Apple orders Gizmodo return iPhone 4G
Apple asks Gizmodo to hand over prototype iPhone
The technology website paid $5,000 for the device, which was dropped by Gray Powell, an Apple software engineer, in a bar in Redwood, California, near Apple's Cupertino headquarters.
Now Bruce Sewell, senior vice president and general counsel at Apple, has written to the site demanding the return of the next-generation iPhone prototype.
"It has come to our attention that Gizmodo is currently in possession of a device that belongs to Apple," the letter reads. "This letter constitutes a formal request that you return the device to Apple."
Gizmodo has agreed to return the device to Apple, saying that the letter is a formal acknowledgment that the device is a prototype of its forthcoming next-generation iPhone.
The device was found in a bar about 20 miles from Apple's headquarters, and belongs to Gray Powell, a software engineer at the technology giant.
At first, Gizmodo said it was unsure whether the phone was a prototype; it had been hidden inside an iPhone 3GS case, possibly to disguise the fact that it was an entirely new model.
"We get false tips all the time," said Gizmodo in a blog post.
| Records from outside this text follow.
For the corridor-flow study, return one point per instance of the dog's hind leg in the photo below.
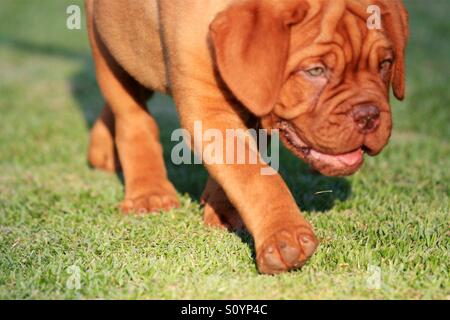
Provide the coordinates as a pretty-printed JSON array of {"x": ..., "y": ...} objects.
[
  {"x": 102, "y": 153},
  {"x": 147, "y": 188}
]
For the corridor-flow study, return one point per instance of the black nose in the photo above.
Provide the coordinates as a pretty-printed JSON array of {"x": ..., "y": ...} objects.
[{"x": 366, "y": 117}]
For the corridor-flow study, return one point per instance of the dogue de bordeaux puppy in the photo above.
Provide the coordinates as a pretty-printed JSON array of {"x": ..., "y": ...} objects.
[{"x": 311, "y": 68}]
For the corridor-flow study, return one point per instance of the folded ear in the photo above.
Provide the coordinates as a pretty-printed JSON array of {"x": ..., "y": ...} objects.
[
  {"x": 396, "y": 26},
  {"x": 251, "y": 43}
]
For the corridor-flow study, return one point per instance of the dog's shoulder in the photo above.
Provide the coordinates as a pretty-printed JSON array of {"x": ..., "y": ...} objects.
[{"x": 130, "y": 31}]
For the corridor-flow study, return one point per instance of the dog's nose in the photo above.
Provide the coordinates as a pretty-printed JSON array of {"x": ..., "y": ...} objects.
[{"x": 366, "y": 117}]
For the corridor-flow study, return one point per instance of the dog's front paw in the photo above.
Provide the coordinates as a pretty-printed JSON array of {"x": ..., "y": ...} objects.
[
  {"x": 150, "y": 203},
  {"x": 286, "y": 249}
]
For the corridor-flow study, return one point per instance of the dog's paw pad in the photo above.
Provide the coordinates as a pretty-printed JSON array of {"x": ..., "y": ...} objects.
[
  {"x": 148, "y": 204},
  {"x": 286, "y": 250}
]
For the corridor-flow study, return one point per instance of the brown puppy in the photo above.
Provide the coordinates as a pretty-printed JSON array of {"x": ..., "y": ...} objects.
[{"x": 311, "y": 68}]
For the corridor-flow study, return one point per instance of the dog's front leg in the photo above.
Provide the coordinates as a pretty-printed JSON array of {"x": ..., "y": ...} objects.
[{"x": 283, "y": 238}]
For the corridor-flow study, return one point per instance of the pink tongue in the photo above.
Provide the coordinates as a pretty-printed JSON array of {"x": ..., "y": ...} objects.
[{"x": 348, "y": 159}]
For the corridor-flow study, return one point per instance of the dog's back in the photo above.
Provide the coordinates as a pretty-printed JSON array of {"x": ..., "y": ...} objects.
[{"x": 130, "y": 32}]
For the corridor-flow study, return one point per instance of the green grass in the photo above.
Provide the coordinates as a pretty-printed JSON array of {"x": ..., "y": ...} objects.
[{"x": 55, "y": 212}]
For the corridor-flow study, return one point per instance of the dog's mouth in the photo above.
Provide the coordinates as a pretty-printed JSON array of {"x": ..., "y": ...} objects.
[{"x": 327, "y": 164}]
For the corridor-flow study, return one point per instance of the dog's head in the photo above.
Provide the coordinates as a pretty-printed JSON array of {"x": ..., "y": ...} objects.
[{"x": 315, "y": 70}]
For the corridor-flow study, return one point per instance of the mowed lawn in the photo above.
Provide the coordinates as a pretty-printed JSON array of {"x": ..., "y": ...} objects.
[{"x": 59, "y": 221}]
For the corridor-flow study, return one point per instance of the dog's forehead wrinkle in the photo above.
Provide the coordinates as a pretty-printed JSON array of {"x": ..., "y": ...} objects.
[{"x": 332, "y": 15}]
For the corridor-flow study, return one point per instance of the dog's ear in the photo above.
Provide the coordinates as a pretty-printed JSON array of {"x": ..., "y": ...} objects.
[
  {"x": 251, "y": 45},
  {"x": 395, "y": 23}
]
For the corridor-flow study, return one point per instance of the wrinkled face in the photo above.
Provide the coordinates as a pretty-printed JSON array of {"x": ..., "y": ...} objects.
[
  {"x": 332, "y": 103},
  {"x": 334, "y": 106}
]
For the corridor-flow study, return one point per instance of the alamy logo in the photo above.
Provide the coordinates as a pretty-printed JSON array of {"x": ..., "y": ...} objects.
[
  {"x": 373, "y": 281},
  {"x": 237, "y": 146},
  {"x": 374, "y": 20},
  {"x": 73, "y": 282},
  {"x": 73, "y": 21}
]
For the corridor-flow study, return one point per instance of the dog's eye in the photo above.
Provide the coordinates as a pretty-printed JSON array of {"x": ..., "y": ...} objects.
[
  {"x": 316, "y": 71},
  {"x": 386, "y": 64}
]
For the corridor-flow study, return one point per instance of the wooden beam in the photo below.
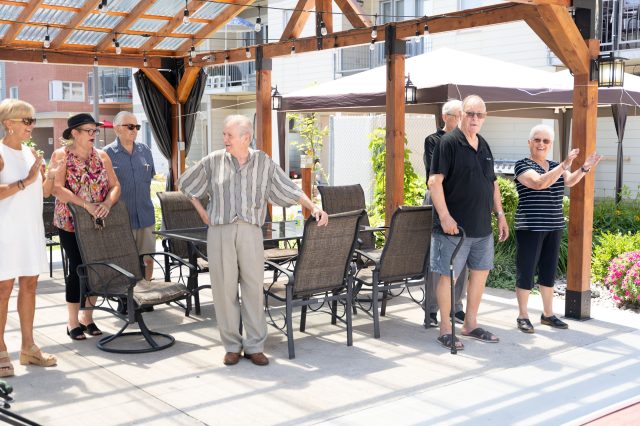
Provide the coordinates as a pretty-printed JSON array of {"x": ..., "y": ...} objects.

"But after playing with it for about a week -- the overall quality feels exactly like a finished final Apple phone, and disassembling the unit -- there was so much evidence stacked in its favour that there's very little possibility that it's a fake."
The discovery of the so-called iPhone 4G has given gadget fans some tantalising clues as to what features the next-generation iPhone might have.
It appears to feature a ceramic backplate rather than plastic casing, a slightly smaller but higher-resolution screen, and smaller components and a larger battery that may improve battery life.
There is also a front-facing camera, possibly designed to be used for video chat, while the back-mounted camera has a better quality lens and flash.
The iPhone also uses a microSIM card, rather than a standard SIM card, which is also the case with the iPad.
Apple has refused to comment on the story, with its only official statement the letter sent to Gizmodo.
The company traditionally unveils its new iPhones in June, at the Worldwide Developers Conference in San Francisco, and has already released details of iPhone 4.0, the next-generation operating system for Apple's range of multimedia devices.